Ogni anno, l’Organizzazione Mondiale della Sanità stima che vengano diagnosticati circa 10 milioni di nuovi casi di demenza, e l’Alzheimer potrebbe rappresentarne circa due terzi. Nonostante la sua diffusa incidenza, questa malattia rimane ancora avvolta nel mistero. Molta attenzione è stata rivolta alle placche beta-amiloidi, ma il loro ruolo preciso nello sviluppo della malattia e la relazione causa-effetto con l’Alzheimer non sono ancora stati chiariti.
Le proteine beta-amiloidi, naturalmente presenti nel nostro organismo, svolgono un ruolo complesso e ancora non del tutto compreso.

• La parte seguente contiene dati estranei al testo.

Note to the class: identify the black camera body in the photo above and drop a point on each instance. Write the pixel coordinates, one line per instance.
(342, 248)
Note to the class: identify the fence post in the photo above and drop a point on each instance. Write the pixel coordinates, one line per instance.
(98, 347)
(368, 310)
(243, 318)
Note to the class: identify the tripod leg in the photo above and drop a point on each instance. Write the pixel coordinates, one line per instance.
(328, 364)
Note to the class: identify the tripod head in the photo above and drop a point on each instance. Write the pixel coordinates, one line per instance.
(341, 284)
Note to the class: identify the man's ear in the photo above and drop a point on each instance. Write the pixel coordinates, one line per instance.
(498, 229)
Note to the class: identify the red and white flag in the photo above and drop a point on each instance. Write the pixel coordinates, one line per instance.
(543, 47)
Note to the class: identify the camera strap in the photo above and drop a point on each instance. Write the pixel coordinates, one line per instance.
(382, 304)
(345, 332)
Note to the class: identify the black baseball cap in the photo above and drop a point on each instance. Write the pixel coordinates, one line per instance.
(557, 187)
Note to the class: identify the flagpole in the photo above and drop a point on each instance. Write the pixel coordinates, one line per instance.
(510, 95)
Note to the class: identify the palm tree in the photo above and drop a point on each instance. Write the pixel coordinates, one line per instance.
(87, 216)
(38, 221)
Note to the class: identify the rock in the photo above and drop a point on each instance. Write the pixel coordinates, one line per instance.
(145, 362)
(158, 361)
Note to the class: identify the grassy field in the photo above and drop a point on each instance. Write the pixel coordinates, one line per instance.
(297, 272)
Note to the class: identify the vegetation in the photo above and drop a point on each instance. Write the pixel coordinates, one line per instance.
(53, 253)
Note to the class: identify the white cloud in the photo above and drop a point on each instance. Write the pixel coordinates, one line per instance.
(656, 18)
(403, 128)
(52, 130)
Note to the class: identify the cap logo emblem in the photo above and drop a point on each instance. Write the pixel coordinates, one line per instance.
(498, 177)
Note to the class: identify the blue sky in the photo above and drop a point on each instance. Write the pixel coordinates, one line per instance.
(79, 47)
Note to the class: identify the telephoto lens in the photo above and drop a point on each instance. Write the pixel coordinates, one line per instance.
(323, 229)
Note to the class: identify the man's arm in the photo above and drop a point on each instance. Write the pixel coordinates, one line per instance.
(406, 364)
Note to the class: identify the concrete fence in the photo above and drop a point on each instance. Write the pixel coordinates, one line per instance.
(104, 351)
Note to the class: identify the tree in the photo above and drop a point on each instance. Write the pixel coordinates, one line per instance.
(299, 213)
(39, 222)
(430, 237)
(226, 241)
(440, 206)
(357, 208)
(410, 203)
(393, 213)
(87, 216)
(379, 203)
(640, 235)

La loro aggregazione in placche rappresenta un fattore di rischio significativo per la malattia di Alzheimer, una malattia neurodegenerativa che colpisce milioni di persone in tutto il mondo. Sebbene il legame tra placche beta-amiloidi e Alzheimer rimanga oggetto di indagine, si ritiene che queste placche possano danneggiare i neuroni cerebrali e contribuire allo sviluppo della malattia, come sottolineato dagli autori dello studio.
Pertanto, la ricerca sui biomarcatori dell’Alzheimer, come i livelli delle diverse forme di beta-amiloide, è di fondamentale importanza per comprendere meglio questa malattia e sviluppare strategie di prevenzione e cura più efficaci. In questo contesto, lo studio di Duff e dei suoi colleghi, che ha coinvolto 1.252 partecipanti al UK Biobank, rappresenta un contributo prezioso per approfondire la nostra conoscenza del legame tra infezioni da SARS-CoV-2 e i biomarcatori dell’Alzheimer.

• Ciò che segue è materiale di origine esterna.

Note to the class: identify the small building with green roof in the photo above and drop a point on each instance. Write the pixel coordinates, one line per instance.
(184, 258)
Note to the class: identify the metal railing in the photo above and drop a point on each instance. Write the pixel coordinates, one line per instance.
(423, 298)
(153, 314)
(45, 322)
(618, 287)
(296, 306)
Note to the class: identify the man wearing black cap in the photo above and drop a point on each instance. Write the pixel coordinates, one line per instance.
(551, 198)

I ricercatori hanno confrontato i biomarcatori di pazienti che avevano avuto il COVID-19 con quelli di partecipanti con caratteristiche simili ma senza precedenti infezioni. Hanno così scoperto che i soggetti con una storia di COVID avevano maggiori probabilità di presentare specifiche alterazioni nelle proteine del sangue, alterazioni che precedenti ricerche avevano collegato alla patologia beta-amiloide nel cervello. L’entità di questi cambiamenti, osservano i ricercatori, è simile a quella riscontrata in una variante genetica nota come APOE4, un fattore di rischio accertato per la malattia di Alzheimer.

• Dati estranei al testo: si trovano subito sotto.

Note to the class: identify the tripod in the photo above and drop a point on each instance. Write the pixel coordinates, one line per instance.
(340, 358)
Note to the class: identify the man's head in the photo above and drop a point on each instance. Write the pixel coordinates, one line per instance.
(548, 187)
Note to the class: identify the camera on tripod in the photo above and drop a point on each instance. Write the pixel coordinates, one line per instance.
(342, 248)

I cambiamenti nei biomarcatori sono risultati più evidenti nei pazienti ricoverati in ospedale per COVID-19 e in quelli con fattori di rischio noti per l’Alzheimer, come l’ipertensione. Secondo il neurologo Paul Matthews, “Sospettiamo da tempo un legame tra malattie infettive e progressione di patologie neurodegenerative, come l’herpes, l’influenza e alcune infezioni batteriche croniche”.
Conclusioni
Questa nuova analisi suggerisce che anche l’infezione da SARS-CoV-2 potrebbe essere un fattore scatenante, soprattutto in presenza di altri fattori di rischio”, conclude Matthews: “In definitiva, più sappiamo sui fattori che contribuiscono al rischio di demenza, che siano direttamente sotto il nostro controllo, come lo stile di vita o la dieta, o modificabili tramite vaccini o trattamenti precoci per le malattie infettive, più opportunità avremo di intervenire per la prevenzione della malattia di Alzheimer“.
Lo studio è stato pubblicato su Nature Medicine.